The testing results prove that this bug issue is caused by network bandwidth. Re-test with same memory pressure in same testing environment, migration works well with 10G network bandwidth, however hit this bug issue with 1G network bandwidth. David, based on this, should we close this bug 'NOTABUG'? Thanks. Best Regards, Pei
Also tested with qemu, migration works well with 1G network.
(In reply to Dr. David Alan Gilbert from comment #6) > Destination: > 2016-11-10T05:16:06.879084Z qemu-kvm: terminating on signal 15 from pid 5004 > > Source: > 2016-11-10T05:16:06.923389Z qemu-kvm: socket_writev_buffer: Got err=104 for > (131328/18446744073709551615) > > OK, so that says the destination QEMU is being killed by something; and in > the libvirt log I see: > > 2016-11-10 05:16:06.877+0000: 5004: error : virKeepAliveTimerInternal:143 : > internal error: connection closed due to keepalive timeout > > So this looks like libvirt has decided to kill it; we've had similar > timeouts before and we've never understood why. Yes, i remember dzheng opened a bug for these problems: https://bugzilla.redhat.com/show_bug.cgi?id=1367620
Yes, I don't think we should close this until we understand it.

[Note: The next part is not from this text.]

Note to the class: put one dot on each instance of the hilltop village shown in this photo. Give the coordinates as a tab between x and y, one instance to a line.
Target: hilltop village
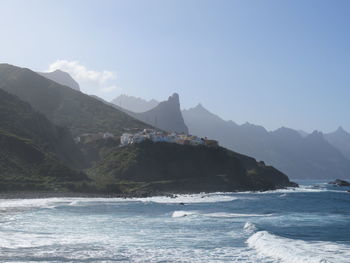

We hit this same issue again in bug 1614182 and we were finally able to reproduce the issue reliably enough to be able to investigate what's going on here. The keep alive packets sent by the source libvirtd are stuck in the kernel somewhere between ssh and the network interface on the source. The kernel sends them eventually to the network, but it may be already too late. I'm closing this as a duplicate of 1614182, where we have a lot more information for further investigation. *** This bug has been marked as a duplicate of bug 1614182 ***